It involved many of the intricate laws of modern hydrodynamics—yet in theory simple as all great things must be.
The outer hull, crowded by the immense pressures of the ocean’s depths, would give inward a trifle, to yield its pressure to the water flowing in the core. And that internal water, so swift of motion, converted the pressure we call latent into what now physicists are calling kinetic. Strange term—kinetic pressure. Strange absorption into harmless gurgling motion of this crushing ocean force which for so long had held the deeps impenetrable!
I stared at Dr. Plantet. “Kinetic pressure?” Yet we have accepted as simple enough the conversion of other energies to be lost in motion. Latent energy, kinetic energy—terms simple indeed.

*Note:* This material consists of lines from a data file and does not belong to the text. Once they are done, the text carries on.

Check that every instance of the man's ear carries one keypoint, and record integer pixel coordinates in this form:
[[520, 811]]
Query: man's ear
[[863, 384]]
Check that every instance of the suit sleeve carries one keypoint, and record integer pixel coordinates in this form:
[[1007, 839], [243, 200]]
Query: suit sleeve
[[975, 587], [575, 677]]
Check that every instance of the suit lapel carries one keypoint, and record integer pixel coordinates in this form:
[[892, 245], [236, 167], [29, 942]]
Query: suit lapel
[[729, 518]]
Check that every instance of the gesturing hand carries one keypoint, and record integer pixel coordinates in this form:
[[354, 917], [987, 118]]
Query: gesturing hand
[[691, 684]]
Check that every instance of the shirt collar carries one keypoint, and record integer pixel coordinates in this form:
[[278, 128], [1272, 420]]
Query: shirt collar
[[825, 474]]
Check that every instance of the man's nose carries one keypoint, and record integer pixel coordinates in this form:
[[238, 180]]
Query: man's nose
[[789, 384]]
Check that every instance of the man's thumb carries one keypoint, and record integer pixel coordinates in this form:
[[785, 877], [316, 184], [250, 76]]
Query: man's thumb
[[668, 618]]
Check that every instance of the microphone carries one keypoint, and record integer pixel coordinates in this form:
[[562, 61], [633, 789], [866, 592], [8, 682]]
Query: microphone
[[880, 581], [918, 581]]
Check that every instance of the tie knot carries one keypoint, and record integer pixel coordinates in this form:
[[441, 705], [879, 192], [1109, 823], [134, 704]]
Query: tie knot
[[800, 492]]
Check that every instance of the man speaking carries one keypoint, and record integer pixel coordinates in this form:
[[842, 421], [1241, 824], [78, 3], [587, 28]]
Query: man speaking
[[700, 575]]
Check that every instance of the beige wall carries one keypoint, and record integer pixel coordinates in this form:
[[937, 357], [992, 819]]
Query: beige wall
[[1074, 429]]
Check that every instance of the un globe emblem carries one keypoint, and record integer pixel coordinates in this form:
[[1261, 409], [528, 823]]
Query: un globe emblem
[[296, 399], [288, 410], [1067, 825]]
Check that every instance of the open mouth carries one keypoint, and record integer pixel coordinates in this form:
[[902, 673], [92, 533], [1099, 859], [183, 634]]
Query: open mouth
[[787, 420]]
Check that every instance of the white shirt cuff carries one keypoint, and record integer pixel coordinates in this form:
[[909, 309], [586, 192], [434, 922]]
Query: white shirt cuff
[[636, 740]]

Dr. Plantet started up the pumps. With my ear near the inner hull I could hear the water circulating. Bubbling, gurgling at first; and then, as its speed increased, humming with a sound almost electrical. And at the windows, which now I knew to be double bull’s-eyes, I could see the water circulating. A thick flat sheet of it flashing past with a queer, oscillating, wavelike swing so swift the eye could scarce remark it.
“These pumps operate automatically, Jeff. A faster flow, as our depth increases.” He moved the switch-lever over to another contact; the humming went up to a higher pitch. “Put your hand on the hull, Jeff.”
The burnished cold surface was gradually warming. He shut off the pumps. He added: “Curiously enough, Jeff, it gives us heat against the cold of the depths.” He smiled. “Rather too much heat, if we use the pumps for more than an hour. But I have a refrigeration coil to help cool it. I think we shall have no trouble, even when running deep for considerable periods of time.”
We were not long on board the Dolphin this morning; there was so much that Dr. Plantet had to do. A center passage like a narrow spider-bridge hung midway of the vessel’s interior.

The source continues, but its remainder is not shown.